Sumathipala Marissa, Maiorino Enrico, Weiss Scott T, Sharma Amitabh
Channing Division of Network Medicine, Department of Medicine, Brigham and Women's Hospital, Harvard Medical School, Boston, MA, United States.
Harvard College, Cambridge, MA, United States.
Front Physiol. 2019 Jul 16;10:888. doi: 10.3389/fphys.2019.00888. eCollection 2019.

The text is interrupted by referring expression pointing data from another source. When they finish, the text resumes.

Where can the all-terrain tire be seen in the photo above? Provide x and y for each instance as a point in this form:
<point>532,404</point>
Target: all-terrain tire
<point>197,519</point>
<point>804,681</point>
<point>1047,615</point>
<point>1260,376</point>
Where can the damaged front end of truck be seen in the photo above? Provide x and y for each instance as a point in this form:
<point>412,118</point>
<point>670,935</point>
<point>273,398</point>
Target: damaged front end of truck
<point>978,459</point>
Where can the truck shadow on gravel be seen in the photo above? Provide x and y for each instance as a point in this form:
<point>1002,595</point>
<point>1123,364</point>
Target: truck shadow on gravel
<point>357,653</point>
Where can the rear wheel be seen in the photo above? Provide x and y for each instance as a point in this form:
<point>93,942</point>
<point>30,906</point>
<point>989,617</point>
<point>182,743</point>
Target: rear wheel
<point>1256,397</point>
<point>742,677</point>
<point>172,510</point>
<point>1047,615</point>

Recently, long-non-coding RNAs (lncRNAs) have attracted attention because of their emerging role in many important biological mechanisms. The accumulating evidence indicates that the dysregulation of lncRNAs is associated with complex diseases. However, only a few lncRNA-disease associations have been experimentally validated and therefore, predicting potential lncRNAs that are associated with diseases become an important task. Current computational approaches often use known lncRNA-disease associations to predict potential lncRNA-disease links. In this work, we exploited the topology of multi-level networks to propose the ncRNA rankng by Netwrk Diffusio (LION) approach to identify lncRNA-disease associations. The multi-level complex network consisted of lncRNA-protein, protein-protein interactions, and protein-disease associations. We applied the network diffusion algorithm of LION to predict the lncRNA-disease associations within the multi-level network. LION achieved an AUC value of 96.8% for cardiovascular diseases, 91.9% for cancer, and 90.2% for neurological diseases by using experimentally verified lncRNAs associated with diseases. Furthermore, compared to a similar approach (TPGLDA), LION performed better for cardiovascular diseases and cancer. Given the versatile role played by lncRNAs in different biological mechanisms that are perturbed in diseases, LION's accurate prediction of lncRNA-disease associations helps in ranking lncRNAs that could function as potential biomarkers and potential drug targets.
最近,长链非编码RNA(lncRNAs)因其在许多重要生物学机制中发挥的新作用而备受关注。越来越多的证据表明,lncRNAs的失调与复杂疾病有关。然而,只有少数lncRNA与疾病的关联得到了实验验证,因此,预测与疾病相关的潜在lncRNAs成为一项重要任务。当前的计算方法通常利用已知的lncRNA与疾病的关联来预测潜在的lncRNA与疾病的联系。在这项工作中,我们利用多层次网络的拓扑结构,提出了基于网络扩散的ncRNA排名(LION)方法来识别lncRNA与疾病的关联。多层次复杂网络由lncRNA与蛋白质、蛋白质与蛋白质的相互作用以及蛋白质与疾病的关联组成。我们应用LION的网络扩散算法来预测多层次网络内的lncRNA与疾病的关联。通过使用与疾病相关的经实验验证的lncRNAs,LION在心血管疾病方面的AUC值达到了96.8%,在癌症方面为91.9%,在神经系统疾病方面为90.2%。此外,与类似方法(TPGLDA)相比,LION在心血管疾病和癌症方面表现更好。鉴于lncRNAs在疾病中受到干扰的不同生物学机制中发挥的多种作用,LION对lncRNA与疾病关联的准确预测有助于对可能作为潜在生物标志物和潜在药物靶点的lncRNAs进行排名。